High-efficiency deep blue organometallic phosphors are imperative to organic luminescence devices. While green iridium complexes commonly exhibit high luminescence efficiencies, the luminescence quantum efficiency always drops sharply when emission becomes deep blue. In this work, the microscopic mechanism of such a drastic decrease is elucidated from detailed computational investigation. Both radiative (k(r)) and non-radiative (k(nr)) decay rates of the lowest triplet state (T-1) are calculated for five representative cyclometalated iridium(III) complexes with emission color ranging from green to deep blue, based on phenylpyridyl, phenylpyrazolyl, bipyridinato, pyrimidinpyridyl, and pyrimidinprazolyl ligands.
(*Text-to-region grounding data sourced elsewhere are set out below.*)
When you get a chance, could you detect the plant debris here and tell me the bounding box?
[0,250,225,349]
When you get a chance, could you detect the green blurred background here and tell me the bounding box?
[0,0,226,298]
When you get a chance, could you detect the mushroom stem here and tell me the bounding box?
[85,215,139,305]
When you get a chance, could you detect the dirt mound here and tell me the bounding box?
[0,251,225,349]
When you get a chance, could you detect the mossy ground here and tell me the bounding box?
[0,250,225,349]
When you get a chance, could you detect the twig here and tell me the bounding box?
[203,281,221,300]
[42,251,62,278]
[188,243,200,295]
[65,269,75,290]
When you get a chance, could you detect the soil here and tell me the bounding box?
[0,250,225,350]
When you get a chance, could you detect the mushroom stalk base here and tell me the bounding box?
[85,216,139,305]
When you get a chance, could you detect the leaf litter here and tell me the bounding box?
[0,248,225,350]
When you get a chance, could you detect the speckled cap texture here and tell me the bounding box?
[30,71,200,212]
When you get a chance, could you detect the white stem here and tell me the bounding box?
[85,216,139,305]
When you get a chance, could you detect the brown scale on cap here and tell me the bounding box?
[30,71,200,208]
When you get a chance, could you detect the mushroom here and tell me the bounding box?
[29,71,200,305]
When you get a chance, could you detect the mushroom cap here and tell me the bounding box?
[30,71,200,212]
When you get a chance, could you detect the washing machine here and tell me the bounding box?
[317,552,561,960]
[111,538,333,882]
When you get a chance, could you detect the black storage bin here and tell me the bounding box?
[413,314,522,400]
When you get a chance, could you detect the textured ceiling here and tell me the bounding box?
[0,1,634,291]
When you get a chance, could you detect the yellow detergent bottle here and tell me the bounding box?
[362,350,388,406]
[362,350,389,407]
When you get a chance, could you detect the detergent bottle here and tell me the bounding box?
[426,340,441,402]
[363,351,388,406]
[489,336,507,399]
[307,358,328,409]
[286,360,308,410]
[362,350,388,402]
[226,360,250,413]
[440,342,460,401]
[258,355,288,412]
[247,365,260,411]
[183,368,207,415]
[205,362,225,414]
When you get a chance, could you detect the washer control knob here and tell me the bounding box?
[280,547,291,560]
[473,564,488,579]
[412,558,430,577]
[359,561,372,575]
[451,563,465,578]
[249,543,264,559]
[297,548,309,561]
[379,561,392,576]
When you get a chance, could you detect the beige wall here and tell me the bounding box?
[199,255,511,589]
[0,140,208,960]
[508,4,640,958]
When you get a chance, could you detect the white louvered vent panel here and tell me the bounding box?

For all compounds, the T1 states are characteristic of mixed intraligand (pi -> pi(star)) transition and iridium-to-ligand charge transfer (d -> pi(star)), and the increased pi -> pi(star) and decreased d -> pi(star) portions lead to the blue-shifted emission of 1 < 2 < 4 < 5 < 3. Strikingly, it is found that the drastic increase of knr arising from severe intra-ligand vibration relaxations induced by the enhanced pi -> pi(star) transition is mainly responsible for the droop of the phosphorescence quantum efficiency, which provides a different deactivation mechanism from the thermally-activated transformation into a dark metal-centred ligand field excited state reported in many previous studies. Compared with the well-studied compounds 1-3, the newly designed compounds 4 and 5 achieve a good balance between high efficiency and a large energy gap and are very promising as deep blue phosphors. These findings are expected to be helpful for the rational design of high-efficiency blue organometallic phosphors, especially in terms of ligands.